Businesses should consider offering their employees stretch opportunities within the company to allow individuals that feel motivated to work a certain number of days per week in a completely different department or discipline. It will enable them to explore their intellectual flexibility, their transferable skills, and offers a chance to expand their leadership skills (Craighead & Nemeroff 2002). Boards of companies need to be aware of its duties as the main influencer of a talent empowerment and in creating a culture of developing, nurturing and deploying talent (Fairhurst & Connaughton 2014, p. 7-35). The company should also communicate the substance of collective leadership by equipping leaders with the necessary skills to make them feel comfortable and confident when making employment decisions.

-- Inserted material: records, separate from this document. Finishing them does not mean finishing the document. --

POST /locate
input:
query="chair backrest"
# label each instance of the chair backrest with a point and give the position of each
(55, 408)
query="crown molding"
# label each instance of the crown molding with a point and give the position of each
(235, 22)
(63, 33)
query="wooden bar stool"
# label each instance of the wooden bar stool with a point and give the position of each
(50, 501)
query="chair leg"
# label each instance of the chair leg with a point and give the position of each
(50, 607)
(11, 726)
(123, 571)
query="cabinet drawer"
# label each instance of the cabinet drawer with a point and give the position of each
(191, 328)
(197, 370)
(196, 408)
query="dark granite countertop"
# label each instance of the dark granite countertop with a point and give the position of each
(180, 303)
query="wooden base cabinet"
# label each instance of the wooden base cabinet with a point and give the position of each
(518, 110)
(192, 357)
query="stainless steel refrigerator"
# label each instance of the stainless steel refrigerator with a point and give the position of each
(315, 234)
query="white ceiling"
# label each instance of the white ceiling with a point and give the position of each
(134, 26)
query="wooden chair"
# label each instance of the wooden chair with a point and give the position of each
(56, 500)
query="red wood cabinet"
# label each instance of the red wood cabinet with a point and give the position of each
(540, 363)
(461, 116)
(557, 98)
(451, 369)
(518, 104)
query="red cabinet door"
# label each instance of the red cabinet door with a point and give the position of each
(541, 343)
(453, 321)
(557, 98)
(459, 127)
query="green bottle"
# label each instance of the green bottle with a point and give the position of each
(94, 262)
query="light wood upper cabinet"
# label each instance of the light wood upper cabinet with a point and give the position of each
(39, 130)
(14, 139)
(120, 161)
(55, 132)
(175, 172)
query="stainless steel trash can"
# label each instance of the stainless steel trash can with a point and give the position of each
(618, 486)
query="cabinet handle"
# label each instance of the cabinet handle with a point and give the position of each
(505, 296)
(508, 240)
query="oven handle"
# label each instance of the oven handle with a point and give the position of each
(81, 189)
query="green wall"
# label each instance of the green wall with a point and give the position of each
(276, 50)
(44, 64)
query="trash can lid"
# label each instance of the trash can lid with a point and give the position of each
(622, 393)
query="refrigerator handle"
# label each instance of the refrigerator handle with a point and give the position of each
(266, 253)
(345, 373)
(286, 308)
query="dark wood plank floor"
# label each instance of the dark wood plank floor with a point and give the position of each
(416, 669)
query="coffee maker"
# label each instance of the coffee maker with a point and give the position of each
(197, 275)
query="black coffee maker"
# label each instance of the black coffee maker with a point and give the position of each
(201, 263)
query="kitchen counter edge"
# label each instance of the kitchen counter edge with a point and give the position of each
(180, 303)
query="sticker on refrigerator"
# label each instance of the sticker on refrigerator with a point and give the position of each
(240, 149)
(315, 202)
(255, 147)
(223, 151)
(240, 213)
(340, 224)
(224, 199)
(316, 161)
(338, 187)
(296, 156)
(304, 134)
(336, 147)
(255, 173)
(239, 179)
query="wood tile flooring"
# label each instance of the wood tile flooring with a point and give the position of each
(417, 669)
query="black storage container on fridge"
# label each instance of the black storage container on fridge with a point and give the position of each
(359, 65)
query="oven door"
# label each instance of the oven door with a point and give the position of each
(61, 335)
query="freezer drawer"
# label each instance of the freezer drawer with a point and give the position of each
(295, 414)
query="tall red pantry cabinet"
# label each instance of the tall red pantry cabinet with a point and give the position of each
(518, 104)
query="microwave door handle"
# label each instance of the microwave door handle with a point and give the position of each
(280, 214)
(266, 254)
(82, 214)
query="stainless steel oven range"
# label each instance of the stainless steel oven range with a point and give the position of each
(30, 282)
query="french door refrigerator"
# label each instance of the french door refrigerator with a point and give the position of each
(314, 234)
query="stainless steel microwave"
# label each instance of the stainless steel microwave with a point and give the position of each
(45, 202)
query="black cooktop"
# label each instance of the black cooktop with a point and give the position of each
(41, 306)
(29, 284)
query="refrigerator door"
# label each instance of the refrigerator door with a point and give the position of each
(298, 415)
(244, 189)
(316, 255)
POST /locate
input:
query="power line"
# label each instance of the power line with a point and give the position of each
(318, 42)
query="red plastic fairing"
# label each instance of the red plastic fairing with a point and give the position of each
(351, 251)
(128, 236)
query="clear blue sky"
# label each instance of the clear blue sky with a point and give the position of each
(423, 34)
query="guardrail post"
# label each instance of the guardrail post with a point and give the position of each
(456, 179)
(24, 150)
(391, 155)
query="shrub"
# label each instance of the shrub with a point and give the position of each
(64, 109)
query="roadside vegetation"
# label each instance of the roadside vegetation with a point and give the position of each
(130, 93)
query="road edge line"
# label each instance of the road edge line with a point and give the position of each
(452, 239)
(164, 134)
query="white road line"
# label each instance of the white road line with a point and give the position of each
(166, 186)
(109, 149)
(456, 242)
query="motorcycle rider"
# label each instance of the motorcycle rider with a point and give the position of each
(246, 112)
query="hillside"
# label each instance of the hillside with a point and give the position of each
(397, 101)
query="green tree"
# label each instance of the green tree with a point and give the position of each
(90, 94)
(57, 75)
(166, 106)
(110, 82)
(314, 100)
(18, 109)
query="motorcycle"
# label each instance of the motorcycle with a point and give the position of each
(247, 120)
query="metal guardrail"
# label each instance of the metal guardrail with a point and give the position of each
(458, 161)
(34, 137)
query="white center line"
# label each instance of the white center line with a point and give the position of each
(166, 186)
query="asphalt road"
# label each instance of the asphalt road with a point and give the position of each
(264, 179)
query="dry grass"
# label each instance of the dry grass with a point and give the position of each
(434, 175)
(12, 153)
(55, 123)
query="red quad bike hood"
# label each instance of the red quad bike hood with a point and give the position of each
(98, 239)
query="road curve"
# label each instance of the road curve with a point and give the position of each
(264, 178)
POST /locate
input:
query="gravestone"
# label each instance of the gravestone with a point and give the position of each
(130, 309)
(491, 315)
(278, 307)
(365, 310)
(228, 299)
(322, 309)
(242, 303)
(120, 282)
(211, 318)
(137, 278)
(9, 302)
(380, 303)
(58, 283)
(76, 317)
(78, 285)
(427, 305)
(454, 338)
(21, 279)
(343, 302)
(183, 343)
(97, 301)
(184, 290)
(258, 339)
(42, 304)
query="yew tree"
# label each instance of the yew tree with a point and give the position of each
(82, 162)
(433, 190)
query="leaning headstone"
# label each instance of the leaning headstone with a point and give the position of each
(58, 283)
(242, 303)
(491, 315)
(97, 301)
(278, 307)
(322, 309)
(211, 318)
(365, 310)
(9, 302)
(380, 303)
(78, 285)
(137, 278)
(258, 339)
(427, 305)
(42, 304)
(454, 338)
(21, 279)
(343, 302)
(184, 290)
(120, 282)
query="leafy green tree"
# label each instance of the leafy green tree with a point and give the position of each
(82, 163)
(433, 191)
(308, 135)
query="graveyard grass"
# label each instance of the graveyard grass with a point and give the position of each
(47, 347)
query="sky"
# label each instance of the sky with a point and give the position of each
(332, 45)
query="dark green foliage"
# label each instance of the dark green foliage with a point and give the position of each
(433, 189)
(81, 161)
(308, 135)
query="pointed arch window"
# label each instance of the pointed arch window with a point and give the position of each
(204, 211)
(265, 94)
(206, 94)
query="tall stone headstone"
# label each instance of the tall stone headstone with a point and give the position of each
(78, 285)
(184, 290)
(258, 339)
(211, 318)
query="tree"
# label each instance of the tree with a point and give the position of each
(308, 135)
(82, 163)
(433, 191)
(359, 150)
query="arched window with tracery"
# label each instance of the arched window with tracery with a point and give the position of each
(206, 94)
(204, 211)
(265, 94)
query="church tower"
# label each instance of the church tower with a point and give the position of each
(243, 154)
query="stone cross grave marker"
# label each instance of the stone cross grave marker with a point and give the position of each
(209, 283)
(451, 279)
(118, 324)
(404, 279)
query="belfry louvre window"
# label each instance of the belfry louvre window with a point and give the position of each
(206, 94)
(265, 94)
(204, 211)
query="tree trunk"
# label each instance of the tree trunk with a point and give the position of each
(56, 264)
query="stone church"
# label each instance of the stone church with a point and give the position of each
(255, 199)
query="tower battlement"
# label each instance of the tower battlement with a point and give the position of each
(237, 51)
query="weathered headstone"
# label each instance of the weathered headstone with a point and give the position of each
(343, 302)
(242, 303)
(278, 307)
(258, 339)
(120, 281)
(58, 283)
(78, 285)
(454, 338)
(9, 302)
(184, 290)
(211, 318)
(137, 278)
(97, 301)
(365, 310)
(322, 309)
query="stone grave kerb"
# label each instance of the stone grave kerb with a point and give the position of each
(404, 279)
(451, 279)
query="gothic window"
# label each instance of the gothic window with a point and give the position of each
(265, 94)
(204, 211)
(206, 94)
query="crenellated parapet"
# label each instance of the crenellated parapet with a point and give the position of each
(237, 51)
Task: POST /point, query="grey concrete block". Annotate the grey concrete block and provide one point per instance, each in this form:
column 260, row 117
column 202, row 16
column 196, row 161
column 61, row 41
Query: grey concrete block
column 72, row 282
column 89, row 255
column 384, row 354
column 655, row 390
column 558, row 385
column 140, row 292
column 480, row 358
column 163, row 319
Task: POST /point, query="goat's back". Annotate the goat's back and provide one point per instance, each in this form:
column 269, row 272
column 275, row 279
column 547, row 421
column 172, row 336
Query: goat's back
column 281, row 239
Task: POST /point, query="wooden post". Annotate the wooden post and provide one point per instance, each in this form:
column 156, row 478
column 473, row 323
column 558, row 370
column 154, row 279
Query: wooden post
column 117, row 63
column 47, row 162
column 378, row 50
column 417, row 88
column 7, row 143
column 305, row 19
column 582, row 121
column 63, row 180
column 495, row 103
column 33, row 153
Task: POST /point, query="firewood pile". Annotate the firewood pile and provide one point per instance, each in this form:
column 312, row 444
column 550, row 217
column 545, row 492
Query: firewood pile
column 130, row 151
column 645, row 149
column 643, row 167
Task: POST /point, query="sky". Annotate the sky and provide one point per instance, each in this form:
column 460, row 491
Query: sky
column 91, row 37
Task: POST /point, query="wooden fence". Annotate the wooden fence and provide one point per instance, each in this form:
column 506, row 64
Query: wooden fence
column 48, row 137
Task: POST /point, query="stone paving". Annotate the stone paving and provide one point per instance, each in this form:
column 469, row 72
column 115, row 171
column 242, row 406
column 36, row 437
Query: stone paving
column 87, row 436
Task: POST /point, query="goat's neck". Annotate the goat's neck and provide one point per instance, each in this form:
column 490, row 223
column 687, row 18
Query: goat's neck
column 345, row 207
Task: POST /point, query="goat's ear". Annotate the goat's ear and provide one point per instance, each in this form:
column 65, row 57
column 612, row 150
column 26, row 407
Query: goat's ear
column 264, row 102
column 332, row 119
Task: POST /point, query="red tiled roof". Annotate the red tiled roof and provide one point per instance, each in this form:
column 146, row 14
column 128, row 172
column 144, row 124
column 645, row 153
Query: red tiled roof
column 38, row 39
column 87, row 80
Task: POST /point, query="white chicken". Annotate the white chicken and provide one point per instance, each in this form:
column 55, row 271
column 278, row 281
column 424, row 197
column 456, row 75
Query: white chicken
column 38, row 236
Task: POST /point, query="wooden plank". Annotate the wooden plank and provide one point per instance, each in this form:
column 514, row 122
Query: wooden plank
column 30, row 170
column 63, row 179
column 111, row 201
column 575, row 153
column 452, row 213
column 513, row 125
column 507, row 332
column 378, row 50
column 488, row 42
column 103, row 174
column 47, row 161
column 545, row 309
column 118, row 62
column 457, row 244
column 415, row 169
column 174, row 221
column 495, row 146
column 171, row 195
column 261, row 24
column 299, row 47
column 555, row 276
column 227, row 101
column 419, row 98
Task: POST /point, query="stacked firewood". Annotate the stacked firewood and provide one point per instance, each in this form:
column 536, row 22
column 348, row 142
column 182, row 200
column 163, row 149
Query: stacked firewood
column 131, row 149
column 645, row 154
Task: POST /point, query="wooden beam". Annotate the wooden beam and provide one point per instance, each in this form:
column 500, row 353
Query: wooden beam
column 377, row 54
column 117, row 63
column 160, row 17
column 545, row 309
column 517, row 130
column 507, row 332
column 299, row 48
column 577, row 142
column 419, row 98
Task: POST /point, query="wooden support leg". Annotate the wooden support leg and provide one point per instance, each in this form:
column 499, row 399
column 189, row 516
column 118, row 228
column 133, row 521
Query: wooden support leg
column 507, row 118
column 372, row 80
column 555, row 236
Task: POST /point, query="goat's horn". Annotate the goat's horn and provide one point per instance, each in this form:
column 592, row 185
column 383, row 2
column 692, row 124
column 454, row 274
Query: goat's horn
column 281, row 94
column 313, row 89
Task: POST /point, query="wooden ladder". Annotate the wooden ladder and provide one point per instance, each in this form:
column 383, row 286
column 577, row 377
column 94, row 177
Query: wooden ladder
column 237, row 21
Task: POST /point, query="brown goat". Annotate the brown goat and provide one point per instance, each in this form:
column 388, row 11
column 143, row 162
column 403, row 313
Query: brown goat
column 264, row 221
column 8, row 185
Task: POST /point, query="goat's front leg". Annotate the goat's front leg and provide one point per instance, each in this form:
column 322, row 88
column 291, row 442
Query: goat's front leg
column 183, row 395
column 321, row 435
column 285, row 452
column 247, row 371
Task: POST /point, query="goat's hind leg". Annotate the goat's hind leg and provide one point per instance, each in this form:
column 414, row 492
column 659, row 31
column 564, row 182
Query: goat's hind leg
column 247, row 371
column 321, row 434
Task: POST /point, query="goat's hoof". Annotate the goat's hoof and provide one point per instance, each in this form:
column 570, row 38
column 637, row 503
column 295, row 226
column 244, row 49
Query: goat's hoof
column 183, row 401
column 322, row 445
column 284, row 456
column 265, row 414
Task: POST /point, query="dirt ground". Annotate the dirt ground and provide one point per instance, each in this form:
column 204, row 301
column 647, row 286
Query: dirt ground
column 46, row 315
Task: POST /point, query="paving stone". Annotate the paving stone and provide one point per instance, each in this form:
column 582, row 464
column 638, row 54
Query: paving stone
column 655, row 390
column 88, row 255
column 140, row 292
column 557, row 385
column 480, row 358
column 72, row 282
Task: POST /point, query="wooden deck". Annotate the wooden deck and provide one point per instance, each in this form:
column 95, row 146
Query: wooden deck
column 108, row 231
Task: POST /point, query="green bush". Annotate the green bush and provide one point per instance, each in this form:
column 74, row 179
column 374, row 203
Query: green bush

Tourism and hospitality organizations use different organisational models of leadership and followership to increase productivity and stay ahead of the competition. This research expounds on the functions of both leaders and followers in enabling the operations of an organisation by building on three theories that include Lewin's Leadership Theory, Hershey and Blanchard's situational theory of leadership, and the Friedman Leadership Model. A follower is not a mindless being who does not think and does whatever is expected of him/her. Effective followers are both necessary and essential to the proper functioning of any firm. This study associates a positive impact of leadership style on talent management within tourism and hospitality organisations on the applicability of the above models. Available research on leadership and followership theories affirm that the best applicability of the models requires leaders and employees at each phase of the model to be one unit for effective performance. All of the studies analysed show that effective leadership that improves followership is the key success factor. The study indicates that employee involvement and leadership style encourage an effective organization change process.